Germany's Merkel vows party will fight as polls worsen

Outgoing Chancellor Angela Merkel vowed Tuesday that her party will fight for a good result in Germany's election next month and won't be distracted by polls showing its support at worryingly low levels.

Merkel's Union bloc has been sagging in polls for weeks as Armin Laschet, the leader of her Christian Democratic Union party and the center-right candidate to succeed her as chancellor, so far has failed to impress voters. Laschet is the governor of Germany's most populous state, North Rhine-Westphalia.

This week, a clutch of surveys showed it level with or even marginally behind the center-left Social Democrats, whose experienced candidate — Olaf Scholz, the vice chancellor and finance minister in Merkel's coalition government — has gained in popularity as the Sept. 26 election nears. Others have given it only a skimpy lead.

That's a shock for the Union, which until recent months was used to healthy poll leads, because the Social Democrats have long been mired in a poll slump. Current surveys show the environmentalist Greens, who are making their first run for the chancellery with Annalena Baerbock, a few points behind the pair.

“We are fighting, or the party is fighting — I personally am not up for election,” Merkel said when asked about the polls at a news conference in Berlin. She pointed to a “good opening” to its official campaign on Saturday.

“We will work every day to get a good election result and not look every day at the polls,” Merkel added. “Ultimately it is the ballots of voters in the ballot box that count.”

“The problems that arise — the pandemic and now this very, very bitter issue of Afghanistan — will be dealt with ... by the government in such a way that is as good as possible for people in our country,” she said.

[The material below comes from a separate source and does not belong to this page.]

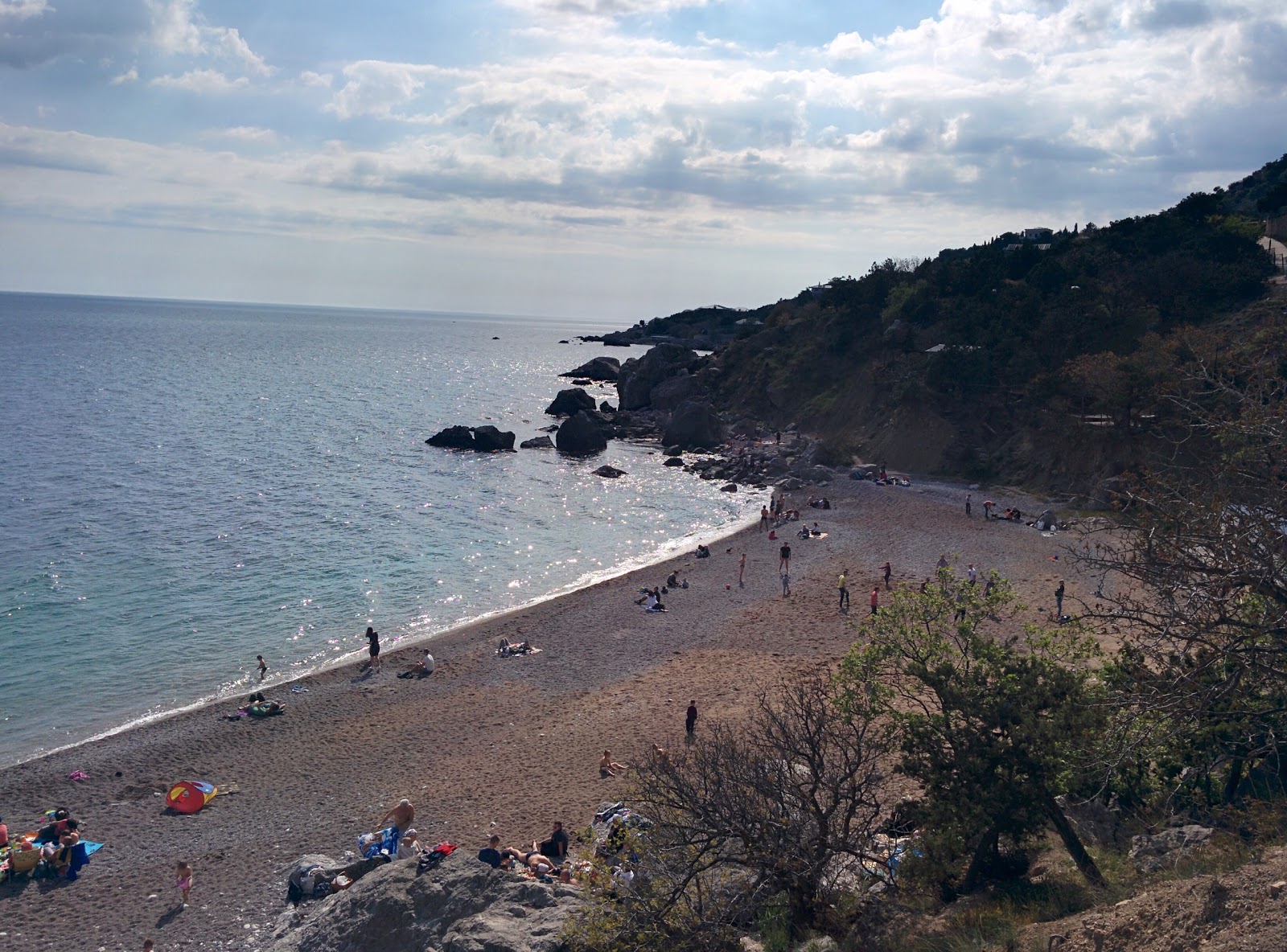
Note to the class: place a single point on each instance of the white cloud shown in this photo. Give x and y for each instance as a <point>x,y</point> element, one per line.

Laschet himself wouldn't be drawn on the polls and rejected suggestions that his campaign is suffering from a lack of support inside the Union bloc.

“The support is there, and you know I don't evaluate polls when they're good and when they're bad,” he told reporters in a separate appearance in Berlin. “We must exert ourselves, and everyone knows that everyone counts. That will give us motivation in the last five weeks until the election.”

Merkel announced in 2018 that she wouldn't seek a fifth four-year term.